Comparison with Alternatives

ToolFocusAI Agent IntegrationLocal/CloudPR Integration
ProofShotAI agent UI verificationBuilt-in skill systemLocal onlyGitHub via proofshot pr
PlaywrightE2E testingManual scriptingLocalVia CI
PercyVisual regressionNo AI integrationCloudGitHub/GitLab
ChromaticStorybook visual testingNo AI integrationCloudGitHub
MeticulousAI-generated E2E testsGenerates tests, doesn’t verify agent workCloudGitHub

ProofShot occupies a unique niche: it’s not a testing framework, it’s a verification layer specifically for AI coding agents. The skill system and self-contained artifacts make it practical for the “agent builds, human reviews” workflow that most teams actually use.

FAQ

Does ProofShot work with any AI coding agent?
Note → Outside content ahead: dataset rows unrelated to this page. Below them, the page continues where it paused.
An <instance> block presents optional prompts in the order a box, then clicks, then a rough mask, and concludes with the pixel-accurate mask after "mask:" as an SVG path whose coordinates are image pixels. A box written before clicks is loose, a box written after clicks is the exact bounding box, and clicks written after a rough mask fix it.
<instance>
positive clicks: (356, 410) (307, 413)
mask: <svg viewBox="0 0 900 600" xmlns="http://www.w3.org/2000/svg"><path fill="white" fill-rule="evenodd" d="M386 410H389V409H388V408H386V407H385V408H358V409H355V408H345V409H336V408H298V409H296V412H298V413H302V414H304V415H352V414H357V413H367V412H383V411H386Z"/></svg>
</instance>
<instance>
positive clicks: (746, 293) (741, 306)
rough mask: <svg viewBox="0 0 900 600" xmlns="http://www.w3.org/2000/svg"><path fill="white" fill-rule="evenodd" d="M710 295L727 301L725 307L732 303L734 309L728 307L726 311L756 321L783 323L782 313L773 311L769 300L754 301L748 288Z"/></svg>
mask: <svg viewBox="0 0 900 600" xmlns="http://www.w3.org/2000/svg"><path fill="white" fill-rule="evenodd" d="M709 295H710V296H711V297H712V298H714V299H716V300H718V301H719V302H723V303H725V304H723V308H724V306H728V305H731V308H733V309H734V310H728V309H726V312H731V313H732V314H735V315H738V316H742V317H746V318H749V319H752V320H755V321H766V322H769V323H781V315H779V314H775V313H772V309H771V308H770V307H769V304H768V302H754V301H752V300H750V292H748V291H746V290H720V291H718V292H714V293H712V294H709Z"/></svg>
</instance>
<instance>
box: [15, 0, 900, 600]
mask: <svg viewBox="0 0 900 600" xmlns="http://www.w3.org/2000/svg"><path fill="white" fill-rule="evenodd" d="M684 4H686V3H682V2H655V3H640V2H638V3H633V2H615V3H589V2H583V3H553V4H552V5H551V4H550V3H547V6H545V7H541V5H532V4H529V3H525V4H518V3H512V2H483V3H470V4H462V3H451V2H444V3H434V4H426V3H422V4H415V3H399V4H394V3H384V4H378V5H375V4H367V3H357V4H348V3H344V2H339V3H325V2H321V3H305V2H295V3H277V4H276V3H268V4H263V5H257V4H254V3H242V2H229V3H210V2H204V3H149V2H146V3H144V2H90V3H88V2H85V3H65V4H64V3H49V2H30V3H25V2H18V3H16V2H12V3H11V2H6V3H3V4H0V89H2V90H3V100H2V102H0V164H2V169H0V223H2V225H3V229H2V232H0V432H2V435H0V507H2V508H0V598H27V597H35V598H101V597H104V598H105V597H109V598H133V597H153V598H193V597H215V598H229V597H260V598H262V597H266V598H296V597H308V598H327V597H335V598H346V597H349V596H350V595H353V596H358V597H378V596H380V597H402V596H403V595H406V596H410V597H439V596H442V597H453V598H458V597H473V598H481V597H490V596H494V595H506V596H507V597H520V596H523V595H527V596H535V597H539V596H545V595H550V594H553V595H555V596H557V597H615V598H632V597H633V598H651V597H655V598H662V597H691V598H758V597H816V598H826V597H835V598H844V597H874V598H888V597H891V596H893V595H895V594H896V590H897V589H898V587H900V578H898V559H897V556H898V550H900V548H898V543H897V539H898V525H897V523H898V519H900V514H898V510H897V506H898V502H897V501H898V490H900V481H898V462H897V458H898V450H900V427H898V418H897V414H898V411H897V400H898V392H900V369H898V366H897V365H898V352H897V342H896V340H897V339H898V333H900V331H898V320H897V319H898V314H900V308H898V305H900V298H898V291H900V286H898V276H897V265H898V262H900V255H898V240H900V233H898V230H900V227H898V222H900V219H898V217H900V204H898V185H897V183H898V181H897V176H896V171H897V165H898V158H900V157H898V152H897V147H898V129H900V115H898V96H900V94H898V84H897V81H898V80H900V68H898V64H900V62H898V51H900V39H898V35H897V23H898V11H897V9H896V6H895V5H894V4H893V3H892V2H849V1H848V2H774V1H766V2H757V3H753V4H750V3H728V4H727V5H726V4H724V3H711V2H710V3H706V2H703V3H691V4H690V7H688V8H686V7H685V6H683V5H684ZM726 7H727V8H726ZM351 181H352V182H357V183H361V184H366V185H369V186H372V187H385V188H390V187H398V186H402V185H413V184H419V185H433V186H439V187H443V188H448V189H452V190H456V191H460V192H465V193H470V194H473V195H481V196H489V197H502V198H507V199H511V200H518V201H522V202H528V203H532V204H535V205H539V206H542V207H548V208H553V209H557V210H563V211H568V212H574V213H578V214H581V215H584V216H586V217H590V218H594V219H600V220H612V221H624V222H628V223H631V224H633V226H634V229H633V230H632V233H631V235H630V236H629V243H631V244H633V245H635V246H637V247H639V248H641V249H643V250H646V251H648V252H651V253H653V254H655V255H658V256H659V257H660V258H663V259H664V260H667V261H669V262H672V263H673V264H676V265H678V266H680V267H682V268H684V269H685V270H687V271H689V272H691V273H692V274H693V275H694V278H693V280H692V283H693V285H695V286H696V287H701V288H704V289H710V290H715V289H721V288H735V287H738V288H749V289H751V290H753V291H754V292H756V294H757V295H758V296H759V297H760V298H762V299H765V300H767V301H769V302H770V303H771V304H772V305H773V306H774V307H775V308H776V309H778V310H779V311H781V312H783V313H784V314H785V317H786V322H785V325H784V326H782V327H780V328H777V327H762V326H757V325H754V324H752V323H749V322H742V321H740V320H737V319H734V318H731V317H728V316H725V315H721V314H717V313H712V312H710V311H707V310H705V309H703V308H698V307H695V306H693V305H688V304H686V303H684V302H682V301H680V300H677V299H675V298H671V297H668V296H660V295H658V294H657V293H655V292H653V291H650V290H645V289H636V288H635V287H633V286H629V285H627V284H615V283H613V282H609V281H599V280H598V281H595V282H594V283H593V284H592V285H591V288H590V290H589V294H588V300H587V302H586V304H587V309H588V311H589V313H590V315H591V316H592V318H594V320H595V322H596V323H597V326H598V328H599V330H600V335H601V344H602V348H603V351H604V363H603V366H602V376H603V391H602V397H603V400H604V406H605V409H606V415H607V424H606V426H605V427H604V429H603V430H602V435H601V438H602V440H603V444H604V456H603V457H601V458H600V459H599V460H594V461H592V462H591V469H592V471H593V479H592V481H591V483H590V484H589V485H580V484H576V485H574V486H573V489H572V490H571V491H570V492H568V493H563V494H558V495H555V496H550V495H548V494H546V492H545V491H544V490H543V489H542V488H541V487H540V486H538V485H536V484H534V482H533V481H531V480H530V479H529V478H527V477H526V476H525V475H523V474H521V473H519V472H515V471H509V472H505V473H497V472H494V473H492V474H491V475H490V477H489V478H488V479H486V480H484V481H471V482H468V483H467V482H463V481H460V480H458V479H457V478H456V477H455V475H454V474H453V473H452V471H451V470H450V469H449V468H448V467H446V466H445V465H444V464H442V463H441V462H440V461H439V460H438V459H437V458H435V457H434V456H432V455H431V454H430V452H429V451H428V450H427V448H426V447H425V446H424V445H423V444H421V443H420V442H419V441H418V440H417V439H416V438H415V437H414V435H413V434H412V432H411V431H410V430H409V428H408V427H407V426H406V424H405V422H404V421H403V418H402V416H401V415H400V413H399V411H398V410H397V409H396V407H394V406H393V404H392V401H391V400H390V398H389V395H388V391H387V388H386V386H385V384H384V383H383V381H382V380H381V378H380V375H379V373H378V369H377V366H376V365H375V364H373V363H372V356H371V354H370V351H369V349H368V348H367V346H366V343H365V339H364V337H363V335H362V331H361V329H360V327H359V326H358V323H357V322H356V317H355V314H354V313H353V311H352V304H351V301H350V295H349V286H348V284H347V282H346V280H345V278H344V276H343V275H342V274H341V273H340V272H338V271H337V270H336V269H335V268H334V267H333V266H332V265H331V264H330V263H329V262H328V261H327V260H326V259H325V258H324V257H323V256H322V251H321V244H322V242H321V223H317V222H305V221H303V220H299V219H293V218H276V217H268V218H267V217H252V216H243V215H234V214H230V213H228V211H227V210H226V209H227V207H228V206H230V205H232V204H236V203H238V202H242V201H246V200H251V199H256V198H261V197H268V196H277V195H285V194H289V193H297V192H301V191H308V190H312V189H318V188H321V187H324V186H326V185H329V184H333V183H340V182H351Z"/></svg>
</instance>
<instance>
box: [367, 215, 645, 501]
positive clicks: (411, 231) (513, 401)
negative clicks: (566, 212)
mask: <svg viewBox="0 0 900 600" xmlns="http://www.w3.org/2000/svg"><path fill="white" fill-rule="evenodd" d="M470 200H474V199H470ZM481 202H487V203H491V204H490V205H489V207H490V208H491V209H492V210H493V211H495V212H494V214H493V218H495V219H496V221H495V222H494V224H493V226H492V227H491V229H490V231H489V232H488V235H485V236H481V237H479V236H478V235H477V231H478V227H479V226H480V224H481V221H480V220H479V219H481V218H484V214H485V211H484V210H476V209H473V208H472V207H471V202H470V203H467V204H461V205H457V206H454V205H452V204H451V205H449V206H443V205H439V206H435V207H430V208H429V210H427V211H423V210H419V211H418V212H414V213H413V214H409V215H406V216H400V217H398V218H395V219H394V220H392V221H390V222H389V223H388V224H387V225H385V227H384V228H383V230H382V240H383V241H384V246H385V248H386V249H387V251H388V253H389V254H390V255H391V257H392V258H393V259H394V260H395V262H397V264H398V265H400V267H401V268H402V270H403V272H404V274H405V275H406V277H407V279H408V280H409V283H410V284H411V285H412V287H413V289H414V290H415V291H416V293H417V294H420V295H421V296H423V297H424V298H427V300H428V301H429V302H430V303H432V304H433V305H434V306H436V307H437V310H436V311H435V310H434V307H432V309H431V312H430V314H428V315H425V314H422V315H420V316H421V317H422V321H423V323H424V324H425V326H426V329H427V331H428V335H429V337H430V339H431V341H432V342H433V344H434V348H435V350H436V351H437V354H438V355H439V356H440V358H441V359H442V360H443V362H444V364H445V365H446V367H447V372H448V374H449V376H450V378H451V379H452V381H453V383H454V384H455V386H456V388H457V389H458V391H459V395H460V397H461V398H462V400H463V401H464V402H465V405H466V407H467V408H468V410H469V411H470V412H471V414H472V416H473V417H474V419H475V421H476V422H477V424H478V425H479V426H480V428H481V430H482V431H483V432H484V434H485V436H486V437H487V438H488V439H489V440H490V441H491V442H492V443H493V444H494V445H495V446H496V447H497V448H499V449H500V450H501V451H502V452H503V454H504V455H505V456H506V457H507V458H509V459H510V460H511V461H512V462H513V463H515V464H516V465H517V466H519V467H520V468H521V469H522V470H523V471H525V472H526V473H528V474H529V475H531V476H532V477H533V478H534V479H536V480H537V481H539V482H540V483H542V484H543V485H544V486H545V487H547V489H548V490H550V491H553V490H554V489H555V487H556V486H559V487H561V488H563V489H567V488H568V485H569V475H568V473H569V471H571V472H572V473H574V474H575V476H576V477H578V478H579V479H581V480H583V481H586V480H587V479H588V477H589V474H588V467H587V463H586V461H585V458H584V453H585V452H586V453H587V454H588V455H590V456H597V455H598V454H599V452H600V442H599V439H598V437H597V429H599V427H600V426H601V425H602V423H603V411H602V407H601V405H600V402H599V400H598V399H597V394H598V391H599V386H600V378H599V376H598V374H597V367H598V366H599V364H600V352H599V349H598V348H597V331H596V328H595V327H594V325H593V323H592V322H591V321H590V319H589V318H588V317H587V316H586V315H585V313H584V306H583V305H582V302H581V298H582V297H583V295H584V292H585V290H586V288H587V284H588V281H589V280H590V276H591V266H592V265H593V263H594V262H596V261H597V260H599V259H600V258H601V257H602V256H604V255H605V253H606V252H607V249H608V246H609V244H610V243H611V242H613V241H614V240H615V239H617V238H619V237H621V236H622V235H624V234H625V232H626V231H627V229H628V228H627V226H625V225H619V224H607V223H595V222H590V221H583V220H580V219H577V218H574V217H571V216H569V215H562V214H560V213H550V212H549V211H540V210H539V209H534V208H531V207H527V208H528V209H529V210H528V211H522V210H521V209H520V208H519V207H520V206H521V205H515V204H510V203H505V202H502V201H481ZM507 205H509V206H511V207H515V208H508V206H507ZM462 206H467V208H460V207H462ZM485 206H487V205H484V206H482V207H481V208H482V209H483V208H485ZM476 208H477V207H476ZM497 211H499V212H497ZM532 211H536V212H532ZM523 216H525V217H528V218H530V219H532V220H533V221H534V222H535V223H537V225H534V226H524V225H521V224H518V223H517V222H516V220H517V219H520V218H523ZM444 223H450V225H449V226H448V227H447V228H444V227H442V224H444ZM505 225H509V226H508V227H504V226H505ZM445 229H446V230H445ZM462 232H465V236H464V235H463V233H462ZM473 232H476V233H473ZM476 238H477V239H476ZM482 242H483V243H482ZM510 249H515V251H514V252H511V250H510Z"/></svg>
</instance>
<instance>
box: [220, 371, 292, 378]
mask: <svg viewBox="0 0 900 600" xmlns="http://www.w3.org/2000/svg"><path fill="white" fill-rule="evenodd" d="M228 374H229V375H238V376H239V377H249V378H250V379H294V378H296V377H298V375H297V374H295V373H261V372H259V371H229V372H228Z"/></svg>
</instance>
Yes — any agent that can execute shell commands can use ProofShot. The proofshot install command has built-in support for Claude Code, Cursor, Codex, Gemini CLI, Windsurf, and GitHub Copilot, but the CLI itself is agent-agnostic.

Does it require a cloud service or API key?

No. ProofShot is fully local. No cloud dependency, no vendor lock-in. Artifacts stay on your machine. The only external integration is optional GitHub PR uploads via the gh CLI.

How much overhead does it add?

ProofShot runs a headless Chromium instance via agent-browser alongside your dev server. On a modern machine with 16GB+ RAM, the overhead is minimal. The video recording and screenshot capture run asynchronously.

Can I use it for visual regression testing in CI?

The proofshot diff command supports baseline comparisons, but ProofShot is primarily designed for developer-time verification, not CI pipelines. For production visual regression testing, tools like Percy or Chromatic are more battle-tested.

What about mobile viewport testing?

Currently browser-only with desktop viewports. Mobile viewport simulation could be added via Chromium’s device emulation, but it’s not built-in yet.

Is the video recording resource-intensive?

The .webm recording uses efficient browser-native capture. Session videos are typically 5-20MB depending on length. The self-contained viewer.html file adds minimal overhead since it embeds the video reference rather than the video itself.